@linguaphile: Like you, I consider ‘silence’ to mean little to no stimulation. In the example I gave above, the stimulation the receptionist was recommending was for me to look through a magazine. I can not experience silence, because I have tinnitus, so even underwater in the tub in a dark room, there is always sound. When we block out enough of the ambient noise, people with normal cochlear function can hear their breath and their pulse.
“It’s sad the people depend so much on their hearing that they miss a trillion other things…”
As an Audiologist, I find that people value their vision far more than their hearing. Because those who are born with normal hearing are exposed to sound in-utero, and since it is always there – even when we sleep at night – we generally take it for granted. Too few really comprehend how much sensory input our ears provide beyond conversational speech. Just as you are more in-tune with visual input than people who have hearing and vision, someone who is blind form birth could explain the myriad of sounds and all the information contained within it far better than I.
“Try hearing more than one city block away”

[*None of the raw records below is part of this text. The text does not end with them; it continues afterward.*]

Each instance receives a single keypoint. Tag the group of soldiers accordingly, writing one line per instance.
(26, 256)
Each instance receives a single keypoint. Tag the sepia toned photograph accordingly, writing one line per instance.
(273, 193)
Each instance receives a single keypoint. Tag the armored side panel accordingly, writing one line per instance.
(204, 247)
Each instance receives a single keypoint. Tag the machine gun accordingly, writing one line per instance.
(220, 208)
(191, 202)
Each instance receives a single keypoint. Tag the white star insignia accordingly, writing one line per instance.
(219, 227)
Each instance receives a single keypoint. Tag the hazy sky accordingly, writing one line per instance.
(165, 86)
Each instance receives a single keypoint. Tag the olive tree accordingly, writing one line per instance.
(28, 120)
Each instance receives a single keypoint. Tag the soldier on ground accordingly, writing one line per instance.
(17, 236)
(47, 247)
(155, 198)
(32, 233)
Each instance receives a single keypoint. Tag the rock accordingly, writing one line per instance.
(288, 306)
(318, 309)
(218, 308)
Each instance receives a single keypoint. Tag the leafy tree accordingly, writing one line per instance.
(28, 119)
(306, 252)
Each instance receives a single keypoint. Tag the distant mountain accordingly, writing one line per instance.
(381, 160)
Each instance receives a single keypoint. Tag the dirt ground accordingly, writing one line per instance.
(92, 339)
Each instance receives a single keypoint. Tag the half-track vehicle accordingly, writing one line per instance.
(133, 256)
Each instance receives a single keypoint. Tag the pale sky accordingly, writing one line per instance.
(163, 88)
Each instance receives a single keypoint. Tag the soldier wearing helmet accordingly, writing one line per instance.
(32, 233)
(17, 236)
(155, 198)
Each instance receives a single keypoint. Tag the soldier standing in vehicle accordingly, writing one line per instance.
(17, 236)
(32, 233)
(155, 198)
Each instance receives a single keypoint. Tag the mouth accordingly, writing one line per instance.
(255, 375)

I currently am sitting on my deck outside our kitchen, and hearing an airplane fly overhead, the wind in the distance and getting closer until I finally feel it on my face, the roar of the highway behind me, the clanking in the auto-body shop that’s about a block away… Sound does travel very far, and we hear things beyond our line of sight. Hearing is “the eyes in the back of our head” because with normal binaural hearing, we have true surround sound. I just heard the floor creak inside the house, so even though I can’t see him, I know that my son just got out of his bed in the room above the kitchen. Now some birds are pitching a fit somewhere… it’s hard to tell because the wind is fairly steady, but I think it’s somewhere in front of the house.

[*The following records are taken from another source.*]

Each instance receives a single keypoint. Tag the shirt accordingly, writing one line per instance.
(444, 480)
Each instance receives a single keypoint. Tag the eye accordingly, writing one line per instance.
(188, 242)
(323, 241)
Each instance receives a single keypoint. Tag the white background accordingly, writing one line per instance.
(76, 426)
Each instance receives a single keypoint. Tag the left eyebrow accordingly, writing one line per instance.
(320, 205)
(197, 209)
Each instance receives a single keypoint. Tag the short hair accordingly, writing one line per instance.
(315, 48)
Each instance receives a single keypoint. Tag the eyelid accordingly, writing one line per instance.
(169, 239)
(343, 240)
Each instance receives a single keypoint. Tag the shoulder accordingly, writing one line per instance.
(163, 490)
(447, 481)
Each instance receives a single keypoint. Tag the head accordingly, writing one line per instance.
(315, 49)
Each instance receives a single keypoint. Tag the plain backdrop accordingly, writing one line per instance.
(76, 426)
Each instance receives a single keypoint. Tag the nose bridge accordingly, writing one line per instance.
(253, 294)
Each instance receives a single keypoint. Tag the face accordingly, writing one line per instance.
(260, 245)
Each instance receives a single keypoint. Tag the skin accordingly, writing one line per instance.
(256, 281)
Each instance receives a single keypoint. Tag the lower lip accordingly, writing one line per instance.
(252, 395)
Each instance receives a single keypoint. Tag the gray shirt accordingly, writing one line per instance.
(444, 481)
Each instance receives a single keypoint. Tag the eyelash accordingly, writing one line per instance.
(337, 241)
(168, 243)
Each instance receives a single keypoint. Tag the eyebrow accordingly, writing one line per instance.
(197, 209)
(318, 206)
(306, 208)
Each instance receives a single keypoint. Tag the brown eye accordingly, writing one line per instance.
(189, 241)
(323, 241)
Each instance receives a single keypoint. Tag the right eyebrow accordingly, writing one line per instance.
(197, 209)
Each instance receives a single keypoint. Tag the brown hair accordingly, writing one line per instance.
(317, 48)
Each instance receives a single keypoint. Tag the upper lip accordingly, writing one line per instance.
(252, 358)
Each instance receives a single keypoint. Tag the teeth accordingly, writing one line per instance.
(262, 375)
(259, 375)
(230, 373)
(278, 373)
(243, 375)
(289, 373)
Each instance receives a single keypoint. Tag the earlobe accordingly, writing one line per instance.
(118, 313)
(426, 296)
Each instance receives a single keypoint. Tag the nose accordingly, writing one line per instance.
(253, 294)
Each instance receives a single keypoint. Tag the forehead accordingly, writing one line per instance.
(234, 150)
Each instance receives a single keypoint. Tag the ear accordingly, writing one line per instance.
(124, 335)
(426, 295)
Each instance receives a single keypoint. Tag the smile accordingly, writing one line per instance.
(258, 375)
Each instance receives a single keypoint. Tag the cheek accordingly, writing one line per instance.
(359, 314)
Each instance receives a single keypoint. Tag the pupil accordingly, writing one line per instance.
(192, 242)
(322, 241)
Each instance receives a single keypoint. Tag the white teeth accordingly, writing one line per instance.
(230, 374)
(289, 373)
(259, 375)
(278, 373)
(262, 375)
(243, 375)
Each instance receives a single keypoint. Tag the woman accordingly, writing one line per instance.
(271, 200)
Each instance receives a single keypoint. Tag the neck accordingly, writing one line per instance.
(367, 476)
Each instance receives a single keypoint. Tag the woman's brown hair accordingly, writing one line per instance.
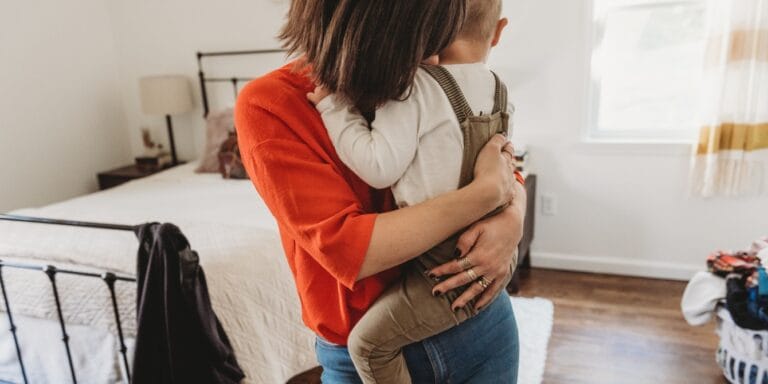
(368, 51)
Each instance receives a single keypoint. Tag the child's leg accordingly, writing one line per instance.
(404, 314)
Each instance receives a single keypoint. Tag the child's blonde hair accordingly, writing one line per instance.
(482, 18)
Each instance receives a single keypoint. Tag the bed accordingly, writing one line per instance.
(225, 221)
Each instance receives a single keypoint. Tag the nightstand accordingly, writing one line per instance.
(117, 176)
(524, 249)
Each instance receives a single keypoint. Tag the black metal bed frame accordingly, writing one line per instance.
(51, 271)
(234, 80)
(109, 278)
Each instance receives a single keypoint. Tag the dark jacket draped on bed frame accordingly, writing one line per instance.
(179, 338)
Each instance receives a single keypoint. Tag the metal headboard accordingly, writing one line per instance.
(235, 81)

When people who have essentially normal functioning for all senses are asked to hypothetically choose between vision or hearing, most say that they would rather be deaf than blind. I presume that is because being visually impaired does make a person more dependent for transportation and such. But once in a while you encounter those who would not be willing to give up music. There is no way to describe music to someone who has never heard, just as there is no way to describe colors to a person who has never seen.